In der ersten Betriebsversammlung geht es ausschließlich nur um das Thema Betriebsratswahl und die Wahl des Wahlvorstands (siehe auch § 16 Abs. 1 BetrVG). In der Regel findet die Wahl durch Abstimmung per Handzeichen statt. Sie kann aber auch als geheime Wahl mit Stimmzetteln durchgeführt werden.

Gewählt sind die, die die einfache Mehrheit der anwesenden Arbeitnehmer erhalten.

Wenn kein Wahlvorstand zustande kommt

Die Möglichkeit, einen Betriebsrat zu wählen, soll auf jeden Fall gegeben sein – auch wenn z. B. die Arbeitnehmer durch negative Aktivitäten des Arbeitgebers Angst haben, den ersten Schritt zur Betriebsratswahl einzuleiten. 

Darum gibt es für den Fall, dass 

  • eine Betriebsversammlung zur Wahl eines Wahlvorstands nicht zu Stande kommt oder
  • auf der Betriebsversammlung kein Wahlvorstand gewählt wird 
    oder aber auch wenn
  • der Gesamt- oder Konzernbetriebsrat (sofern vorhanden) nicht tätig wird


die Möglichkeit, den Wahlvorstand durch das Arbeitsgericht bestellen zu lassen. 

Einen entsprechenden Antrag können drei wahlberechtigte Arbeitnehmer oder eine im Betrieb vertretende Gewerkschaft beim Arbeitsgericht stellen. Das Arbeitsgericht wird dann die Mitglieder des Wahlvorstands benennen. Hierbei gilt § 16 Abs. 2 BetrVG entsprechend.  

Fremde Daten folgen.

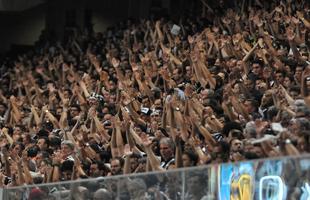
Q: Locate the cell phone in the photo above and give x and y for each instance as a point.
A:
(277, 127)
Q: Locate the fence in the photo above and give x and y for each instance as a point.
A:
(268, 179)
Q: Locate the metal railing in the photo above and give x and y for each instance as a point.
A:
(266, 179)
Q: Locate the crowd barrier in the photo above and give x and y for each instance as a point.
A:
(267, 179)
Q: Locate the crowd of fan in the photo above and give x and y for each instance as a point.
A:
(157, 95)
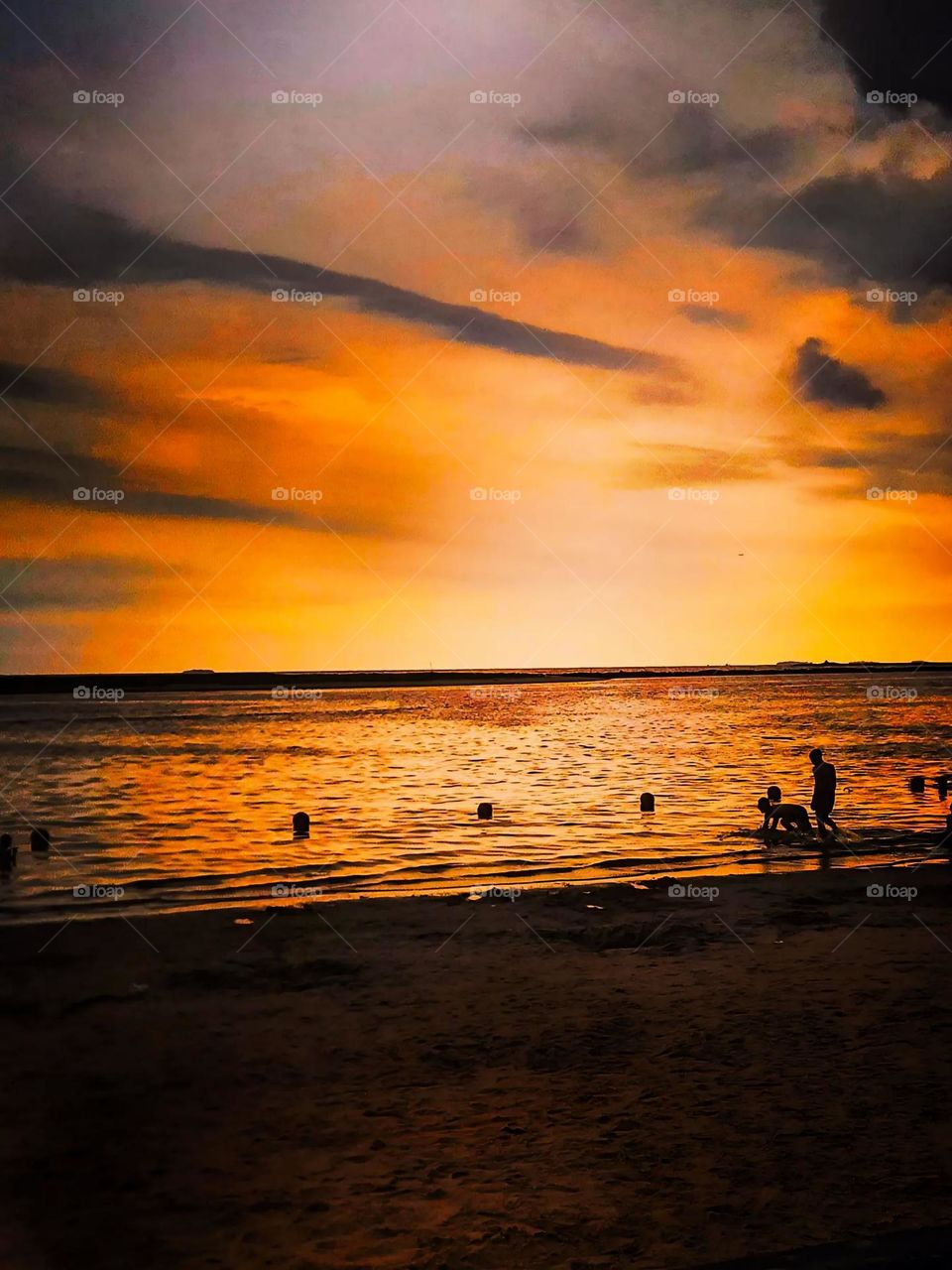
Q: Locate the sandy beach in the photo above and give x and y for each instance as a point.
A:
(574, 1079)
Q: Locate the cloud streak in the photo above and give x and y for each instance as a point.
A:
(103, 248)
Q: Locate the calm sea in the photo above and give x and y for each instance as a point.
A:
(186, 801)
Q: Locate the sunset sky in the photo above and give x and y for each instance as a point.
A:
(674, 299)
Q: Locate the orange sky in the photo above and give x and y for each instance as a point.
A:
(711, 508)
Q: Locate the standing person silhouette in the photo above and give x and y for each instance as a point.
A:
(824, 793)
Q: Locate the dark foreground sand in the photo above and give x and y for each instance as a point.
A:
(445, 1083)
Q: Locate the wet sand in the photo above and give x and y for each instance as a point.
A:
(583, 1079)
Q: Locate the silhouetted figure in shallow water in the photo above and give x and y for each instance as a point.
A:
(8, 852)
(789, 816)
(824, 793)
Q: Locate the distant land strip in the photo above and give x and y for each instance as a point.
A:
(290, 681)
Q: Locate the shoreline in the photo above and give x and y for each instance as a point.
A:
(289, 683)
(809, 862)
(590, 1079)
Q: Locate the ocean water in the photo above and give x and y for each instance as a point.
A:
(186, 801)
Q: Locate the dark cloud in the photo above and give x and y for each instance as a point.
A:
(821, 377)
(893, 48)
(694, 143)
(50, 386)
(86, 584)
(53, 479)
(895, 230)
(102, 248)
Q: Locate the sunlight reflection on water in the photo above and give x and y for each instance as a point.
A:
(188, 799)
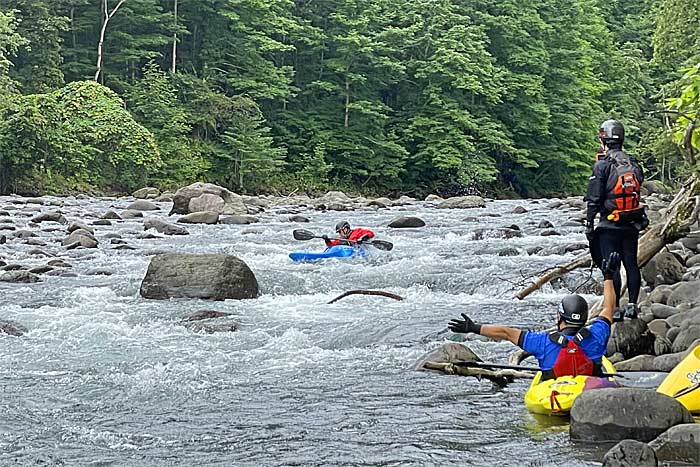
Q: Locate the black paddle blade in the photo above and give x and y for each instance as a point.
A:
(301, 234)
(382, 245)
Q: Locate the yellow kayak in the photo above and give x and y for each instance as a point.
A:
(683, 382)
(556, 396)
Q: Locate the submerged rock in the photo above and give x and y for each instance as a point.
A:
(213, 276)
(630, 453)
(611, 414)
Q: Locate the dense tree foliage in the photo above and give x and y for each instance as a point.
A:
(390, 96)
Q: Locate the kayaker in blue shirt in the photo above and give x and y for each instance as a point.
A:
(559, 353)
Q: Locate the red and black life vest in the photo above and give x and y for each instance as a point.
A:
(572, 360)
(623, 188)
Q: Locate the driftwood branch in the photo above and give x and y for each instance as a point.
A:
(500, 377)
(366, 292)
(682, 213)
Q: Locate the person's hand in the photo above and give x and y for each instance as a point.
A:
(589, 232)
(610, 265)
(464, 326)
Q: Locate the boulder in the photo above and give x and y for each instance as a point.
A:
(233, 204)
(630, 453)
(661, 311)
(212, 276)
(638, 363)
(631, 338)
(12, 328)
(664, 268)
(611, 414)
(658, 327)
(207, 202)
(448, 353)
(164, 227)
(111, 215)
(680, 443)
(404, 222)
(462, 202)
(131, 214)
(381, 203)
(203, 217)
(79, 225)
(685, 292)
(50, 217)
(503, 232)
(686, 337)
(238, 220)
(142, 205)
(81, 238)
(510, 251)
(147, 192)
(19, 277)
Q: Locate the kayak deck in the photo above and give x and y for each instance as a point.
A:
(556, 396)
(337, 251)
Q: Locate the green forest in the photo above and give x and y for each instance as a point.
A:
(368, 96)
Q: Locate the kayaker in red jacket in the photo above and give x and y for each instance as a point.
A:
(352, 235)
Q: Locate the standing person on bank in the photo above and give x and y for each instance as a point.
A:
(614, 192)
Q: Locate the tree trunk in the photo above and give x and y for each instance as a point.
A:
(172, 67)
(100, 44)
(347, 102)
(682, 213)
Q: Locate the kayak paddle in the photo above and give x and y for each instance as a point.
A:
(514, 367)
(302, 234)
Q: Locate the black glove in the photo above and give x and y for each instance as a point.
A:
(589, 232)
(610, 265)
(466, 325)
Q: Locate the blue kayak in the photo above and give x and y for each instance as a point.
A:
(337, 251)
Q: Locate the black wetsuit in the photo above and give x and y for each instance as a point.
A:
(614, 236)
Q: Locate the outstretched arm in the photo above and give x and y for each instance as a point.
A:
(501, 333)
(466, 325)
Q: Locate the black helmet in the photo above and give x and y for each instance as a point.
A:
(341, 225)
(612, 133)
(573, 309)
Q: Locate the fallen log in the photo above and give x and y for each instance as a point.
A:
(682, 213)
(499, 377)
(366, 292)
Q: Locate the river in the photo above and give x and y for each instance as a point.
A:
(106, 378)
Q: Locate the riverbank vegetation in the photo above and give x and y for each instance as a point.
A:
(383, 96)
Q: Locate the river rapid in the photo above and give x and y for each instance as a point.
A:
(106, 378)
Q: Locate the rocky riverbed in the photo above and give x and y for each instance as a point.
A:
(99, 374)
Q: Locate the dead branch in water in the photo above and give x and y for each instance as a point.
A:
(366, 292)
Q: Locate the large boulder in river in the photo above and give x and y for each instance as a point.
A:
(631, 338)
(613, 414)
(146, 193)
(164, 227)
(232, 203)
(202, 217)
(213, 276)
(680, 443)
(664, 268)
(462, 202)
(404, 222)
(685, 292)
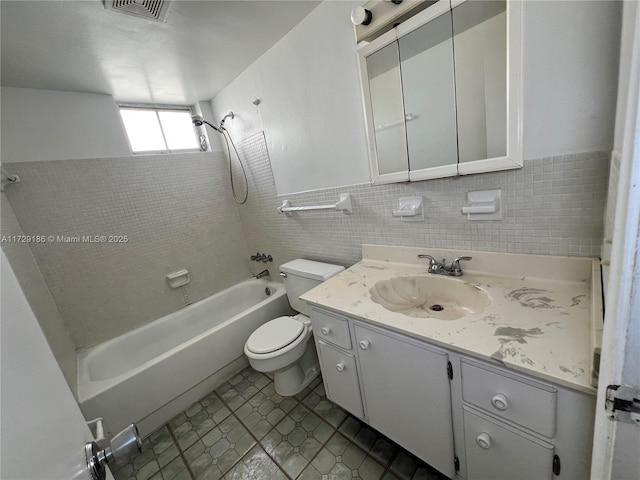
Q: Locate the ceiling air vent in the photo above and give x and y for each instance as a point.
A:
(149, 9)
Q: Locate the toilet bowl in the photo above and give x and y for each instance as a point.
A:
(284, 346)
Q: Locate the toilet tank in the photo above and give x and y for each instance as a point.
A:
(302, 276)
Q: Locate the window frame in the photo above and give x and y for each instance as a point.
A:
(156, 109)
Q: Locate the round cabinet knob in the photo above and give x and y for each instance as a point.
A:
(484, 441)
(500, 401)
(361, 16)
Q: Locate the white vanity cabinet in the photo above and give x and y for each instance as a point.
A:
(404, 384)
(337, 361)
(407, 393)
(509, 421)
(468, 418)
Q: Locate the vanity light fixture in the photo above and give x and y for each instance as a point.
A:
(361, 16)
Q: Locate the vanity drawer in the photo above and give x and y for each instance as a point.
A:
(529, 404)
(331, 328)
(496, 451)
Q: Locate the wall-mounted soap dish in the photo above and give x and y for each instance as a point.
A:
(178, 279)
(483, 205)
(411, 209)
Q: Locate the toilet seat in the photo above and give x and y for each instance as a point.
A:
(275, 335)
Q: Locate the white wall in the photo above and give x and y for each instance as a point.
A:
(310, 103)
(48, 125)
(571, 51)
(38, 294)
(312, 115)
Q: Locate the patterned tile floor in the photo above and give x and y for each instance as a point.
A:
(244, 430)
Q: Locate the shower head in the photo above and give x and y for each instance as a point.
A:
(228, 115)
(199, 121)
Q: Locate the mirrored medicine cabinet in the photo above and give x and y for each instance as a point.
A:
(442, 94)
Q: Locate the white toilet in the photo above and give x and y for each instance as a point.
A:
(284, 346)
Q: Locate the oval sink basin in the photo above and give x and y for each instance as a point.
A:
(433, 297)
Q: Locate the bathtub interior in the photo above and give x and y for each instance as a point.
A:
(132, 393)
(135, 349)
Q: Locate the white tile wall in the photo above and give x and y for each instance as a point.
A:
(40, 299)
(177, 211)
(553, 206)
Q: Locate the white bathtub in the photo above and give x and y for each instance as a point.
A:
(154, 372)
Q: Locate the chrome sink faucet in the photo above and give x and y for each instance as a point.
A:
(264, 273)
(440, 268)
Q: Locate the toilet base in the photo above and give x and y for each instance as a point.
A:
(293, 379)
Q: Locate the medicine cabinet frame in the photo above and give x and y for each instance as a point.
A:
(514, 101)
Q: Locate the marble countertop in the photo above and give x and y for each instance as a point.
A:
(536, 325)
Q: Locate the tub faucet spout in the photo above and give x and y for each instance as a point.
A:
(264, 273)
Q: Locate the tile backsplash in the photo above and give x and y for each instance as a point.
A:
(176, 212)
(552, 206)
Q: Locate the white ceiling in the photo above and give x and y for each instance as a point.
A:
(77, 45)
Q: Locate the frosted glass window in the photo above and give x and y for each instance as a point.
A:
(158, 131)
(178, 130)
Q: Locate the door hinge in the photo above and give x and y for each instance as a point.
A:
(556, 465)
(623, 403)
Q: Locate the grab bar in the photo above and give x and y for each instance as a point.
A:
(343, 205)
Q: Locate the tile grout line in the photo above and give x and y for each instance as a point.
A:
(298, 402)
(180, 452)
(253, 436)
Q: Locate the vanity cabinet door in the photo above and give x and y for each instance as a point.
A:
(340, 378)
(408, 397)
(496, 451)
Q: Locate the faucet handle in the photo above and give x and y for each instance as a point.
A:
(433, 263)
(455, 266)
(424, 255)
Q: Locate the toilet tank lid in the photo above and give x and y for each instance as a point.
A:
(310, 269)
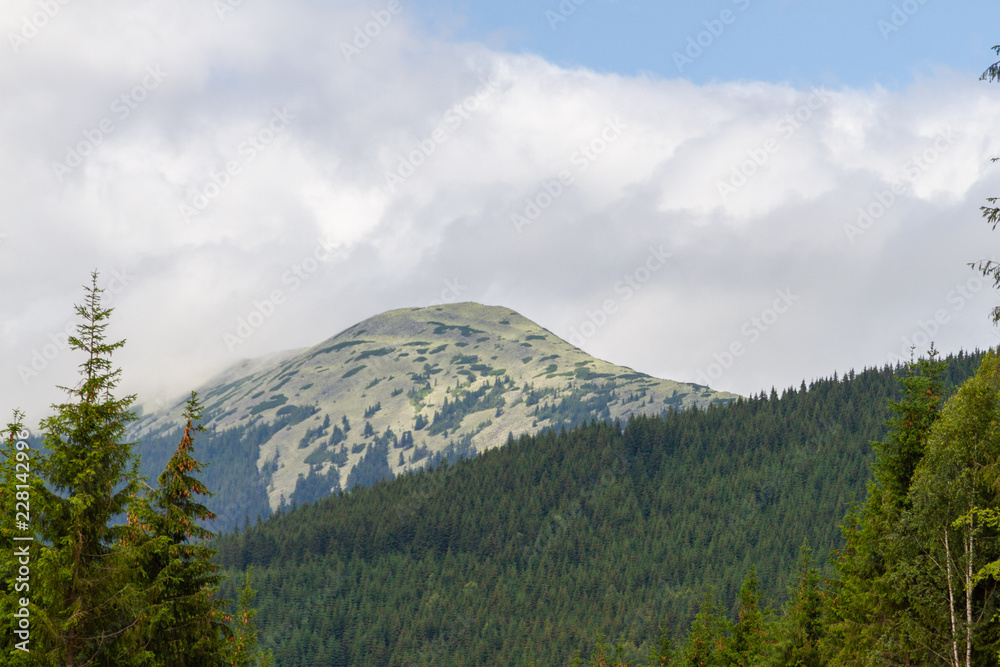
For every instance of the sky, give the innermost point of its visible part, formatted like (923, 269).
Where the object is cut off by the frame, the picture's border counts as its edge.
(741, 193)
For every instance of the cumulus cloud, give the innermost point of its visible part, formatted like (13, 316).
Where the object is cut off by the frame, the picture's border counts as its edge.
(271, 160)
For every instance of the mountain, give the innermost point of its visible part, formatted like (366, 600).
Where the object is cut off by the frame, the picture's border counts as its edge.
(533, 548)
(400, 391)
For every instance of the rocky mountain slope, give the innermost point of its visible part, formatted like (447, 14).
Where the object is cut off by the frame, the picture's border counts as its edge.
(405, 388)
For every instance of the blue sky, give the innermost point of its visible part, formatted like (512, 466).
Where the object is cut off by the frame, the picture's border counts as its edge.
(857, 43)
(805, 150)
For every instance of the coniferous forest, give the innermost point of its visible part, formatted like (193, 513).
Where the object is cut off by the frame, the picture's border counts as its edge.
(853, 520)
(628, 531)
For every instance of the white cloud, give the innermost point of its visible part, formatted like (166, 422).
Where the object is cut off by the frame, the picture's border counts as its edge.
(652, 182)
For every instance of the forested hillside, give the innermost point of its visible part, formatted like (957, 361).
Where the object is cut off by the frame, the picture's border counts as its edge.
(396, 392)
(534, 548)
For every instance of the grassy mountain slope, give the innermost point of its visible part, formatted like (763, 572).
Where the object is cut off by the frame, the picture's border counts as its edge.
(404, 388)
(534, 547)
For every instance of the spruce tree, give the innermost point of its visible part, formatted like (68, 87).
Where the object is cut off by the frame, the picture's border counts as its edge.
(91, 478)
(920, 406)
(182, 624)
(871, 605)
(799, 633)
(243, 650)
(751, 630)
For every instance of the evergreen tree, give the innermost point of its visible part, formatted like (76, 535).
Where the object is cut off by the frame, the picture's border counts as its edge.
(708, 639)
(751, 630)
(871, 604)
(181, 625)
(661, 653)
(800, 632)
(951, 606)
(91, 478)
(920, 406)
(243, 650)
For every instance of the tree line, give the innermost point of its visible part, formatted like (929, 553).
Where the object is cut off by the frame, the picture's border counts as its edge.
(97, 566)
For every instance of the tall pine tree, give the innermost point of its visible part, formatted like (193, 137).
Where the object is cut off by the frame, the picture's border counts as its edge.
(91, 478)
(181, 624)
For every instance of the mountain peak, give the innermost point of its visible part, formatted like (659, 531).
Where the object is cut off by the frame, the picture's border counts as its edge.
(404, 388)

Fragen zu diesem Kommentar

§ 17 Bestellung des Wahlvorstands in Betrieben ohne Betriebsrat

  • Absatz (1)

    Besteht in einem Betrieb, der die Voraussetzungen des § 1 Abs. 1 Satz 1 erfüllt, kein Betriebsrat, so bestellt der Gesamtbetriebsrat oder, falls ein solcher nicht besteht, der Konzernbetriebsrat einen Wahlvorstand. § 16 Abs. 1 gilt entsprechend.

  • Absatz (2)

    Besteht weder ein Gesamtbetriebsrat noch ein Konzernbetriebsrat, so wird in einer Betriebsversammlung von der Mehrheit der anwesenden Arbeitnehmer ein Wahlvorstand gewählt; § 16 Abs. 1 gilt entsprechend. Gleiches gilt, wenn der Gesamtbetriebsrat oder Konzernbetriebsrat die Bestellung des Wahlvorstands nach Absatz 1 unterlässt.

  • Absatz (3)

    Zu dieser Betriebsversammlung können drei wahlberechtigte Arbeitnehmer des Betriebs oder eine im Betrieb vertretene Gewerkschaft einladen und Vorschläge für die Zusammensetzung des Wahlvorstands machen.

  • Absatz (4)

    Findet trotz Einladung keine Betriebsversammlung statt oder wählt die Betriebsversammlung keinen Wahlvorstand, so bestellt ihn das Arbeitsgericht auf Antrag von mindestens drei wahlberechtigten Arbeitnehmern oder einer im Betrieb vertretenen Gewerkschaft. § 16 Abs. 2 gilt entsprechend.